How do courts determine children’s best interests?

The best interests of the child standard for child custody matters is subjective. That means that what will best serve one child may not necessarily best serve another child. Courts must therefore look at the unique and subjective factors of each family and child to understand how to produce child custody determinations that serve the needs of the children.

Factors that can be considered when making child custody decisions can include, but are not limited to:

  • If and how the parents are able to care for the child
  • What impact the parents’ work schedules will have on their parenting
  • If the parents have engaged in domestic violence
  • If the parents can work together to support their kids
  • What preferences the child has regard their custody if they are old enough
  • Others relevant factors

Parents and their family law advocates can present their cases for their custody preferences when they meet in court to settle their child custody claims.

What kinds of custody are available in New York?

New York courts can grant parents two different forms of custody. The first kind of custody is called physical custody, and it concerns where a child will live after their parents’ relationship ends. The second form of custody is called legal custody, and it concerns whether a parent has the right to be involved in the decision-making processes of raising their child.

Physical custody and legal custody can be granted solely to one parent or may be shared by a child’s parents in a joint custody arrangement.
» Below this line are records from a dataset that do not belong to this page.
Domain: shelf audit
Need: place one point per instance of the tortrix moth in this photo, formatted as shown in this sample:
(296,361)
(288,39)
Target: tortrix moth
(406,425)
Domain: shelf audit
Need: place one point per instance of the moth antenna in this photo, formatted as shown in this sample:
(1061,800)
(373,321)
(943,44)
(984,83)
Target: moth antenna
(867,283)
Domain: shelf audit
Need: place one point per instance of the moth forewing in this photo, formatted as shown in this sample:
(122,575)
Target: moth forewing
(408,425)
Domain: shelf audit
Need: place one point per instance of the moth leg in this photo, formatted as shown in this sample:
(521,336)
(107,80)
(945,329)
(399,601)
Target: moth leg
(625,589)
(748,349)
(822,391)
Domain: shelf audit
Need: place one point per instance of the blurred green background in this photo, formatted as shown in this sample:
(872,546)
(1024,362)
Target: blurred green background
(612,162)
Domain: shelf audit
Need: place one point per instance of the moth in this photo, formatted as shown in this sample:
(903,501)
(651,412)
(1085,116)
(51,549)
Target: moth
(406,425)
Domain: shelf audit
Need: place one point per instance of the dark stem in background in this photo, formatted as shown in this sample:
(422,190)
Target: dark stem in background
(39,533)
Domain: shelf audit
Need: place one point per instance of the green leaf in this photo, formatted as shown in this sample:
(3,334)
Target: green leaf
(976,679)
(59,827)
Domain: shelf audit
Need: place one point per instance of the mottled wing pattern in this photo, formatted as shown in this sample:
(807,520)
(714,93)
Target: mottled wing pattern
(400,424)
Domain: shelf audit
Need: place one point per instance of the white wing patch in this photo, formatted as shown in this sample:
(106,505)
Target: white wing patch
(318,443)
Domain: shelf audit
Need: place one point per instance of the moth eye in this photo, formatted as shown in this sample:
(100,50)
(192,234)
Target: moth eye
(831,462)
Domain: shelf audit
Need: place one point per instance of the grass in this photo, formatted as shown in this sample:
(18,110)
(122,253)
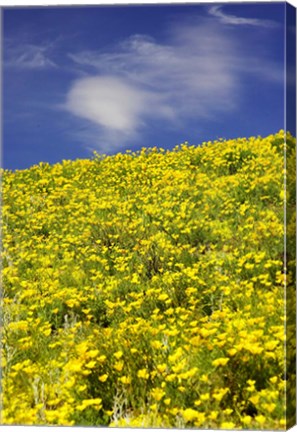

When parents share physical custody of their children, they are subject to schedules which dictate when each parent will have time with their children in their household. If a parent is not granted physical custody of their child, they may be able to secure visitation rights to see them.

Child custody matters can be difficult on children and on their parents. Courts do their best to protect and identify the best interests of the children, but not every child custody outcome is perfect. Parents who want a voice in what happens with their children’s custody can advocate for their positions with the help of dedicated family law and divorce lawyers.